When we shared the news on Facebook, some of you curated your own heritage playlists on the spot. Constance shared a sentiment that others echoed: “At first I was excited that I may get to hear what sort of music was popular for my people in the past. My ancestors would not have listened to anything that has been included. If Ancestry wanted to make this truly valuable, it would be focused on music from previous centuries. These are not ‘ancestral playlists.’ They are ‘what’s playing now in (fill in the region).’ Another opportunity to teach us about our history lost.”

We did like Sebastian’s comment: “It has to be something epic for me…and hopefully it skips the whole Bavarian Oktoberfest music part.”

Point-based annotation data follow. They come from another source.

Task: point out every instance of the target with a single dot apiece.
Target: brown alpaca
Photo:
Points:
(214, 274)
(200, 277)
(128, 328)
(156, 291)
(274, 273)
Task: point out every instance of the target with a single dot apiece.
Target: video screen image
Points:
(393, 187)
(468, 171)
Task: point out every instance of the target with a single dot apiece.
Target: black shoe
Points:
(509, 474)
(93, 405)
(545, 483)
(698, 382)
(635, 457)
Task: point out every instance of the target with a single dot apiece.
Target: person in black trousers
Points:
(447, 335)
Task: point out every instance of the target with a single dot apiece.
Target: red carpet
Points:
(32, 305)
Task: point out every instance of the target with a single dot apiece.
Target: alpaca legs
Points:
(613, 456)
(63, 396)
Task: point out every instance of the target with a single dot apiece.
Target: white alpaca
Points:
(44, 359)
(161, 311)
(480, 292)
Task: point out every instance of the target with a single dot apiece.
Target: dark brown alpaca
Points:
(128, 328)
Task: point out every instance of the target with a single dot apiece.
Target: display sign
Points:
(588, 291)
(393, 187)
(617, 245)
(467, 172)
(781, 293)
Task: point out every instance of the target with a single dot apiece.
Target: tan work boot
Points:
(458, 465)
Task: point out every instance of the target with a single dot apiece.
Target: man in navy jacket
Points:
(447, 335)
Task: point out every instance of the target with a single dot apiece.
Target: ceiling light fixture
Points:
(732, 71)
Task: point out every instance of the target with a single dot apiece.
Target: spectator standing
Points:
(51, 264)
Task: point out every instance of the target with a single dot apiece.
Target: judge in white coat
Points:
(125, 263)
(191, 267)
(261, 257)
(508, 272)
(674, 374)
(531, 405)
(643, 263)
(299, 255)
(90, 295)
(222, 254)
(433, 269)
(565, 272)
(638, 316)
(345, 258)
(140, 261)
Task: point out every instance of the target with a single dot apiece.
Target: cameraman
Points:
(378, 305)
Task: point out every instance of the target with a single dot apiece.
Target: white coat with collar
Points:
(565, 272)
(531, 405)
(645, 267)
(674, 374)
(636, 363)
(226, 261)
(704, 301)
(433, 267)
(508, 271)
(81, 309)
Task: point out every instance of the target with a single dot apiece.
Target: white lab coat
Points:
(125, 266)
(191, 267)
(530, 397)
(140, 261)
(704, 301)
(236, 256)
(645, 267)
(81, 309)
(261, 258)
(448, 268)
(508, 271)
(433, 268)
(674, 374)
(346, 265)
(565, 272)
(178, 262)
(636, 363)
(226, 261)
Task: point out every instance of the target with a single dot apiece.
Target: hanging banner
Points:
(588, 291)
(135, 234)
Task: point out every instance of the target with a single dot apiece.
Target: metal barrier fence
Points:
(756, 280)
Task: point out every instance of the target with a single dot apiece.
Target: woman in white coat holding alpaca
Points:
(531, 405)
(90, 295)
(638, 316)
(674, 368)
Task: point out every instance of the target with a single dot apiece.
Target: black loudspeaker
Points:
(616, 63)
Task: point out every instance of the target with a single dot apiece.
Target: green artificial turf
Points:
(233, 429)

Here’s my own take on this somewhat gimmicky offering. I’m guessing it’s meant to get older people to subscribe to Spotify and younger people to buy an AncestryDNA test. It’s not a serious attempt to satisfy the genealogist’s curiosity about the musical tastes of their forebears. The Talisk entry in my playlist introduced me to a folk band popular in the UK, which I enjoyed. I treat the playlist the same way I have treated my own DNA ethnicity results: something that’s more about fun and emotional connection than about genealogical research value.

Another (very short) DNA playlist

For another super-short take on the sound of your DNA ethnicity results, upload your autosomal test results to MyHeritageDNA or test with them. MyHeritage DNA started putting test result “reveals” to music in June 2017. The tune is a quick soundtrack mashup specific to your ethnicities. According to the site, “each of the 42 ethnicities has a distinctive tune, based on the regions cultural elements; all songs seamlessly connect to each other.”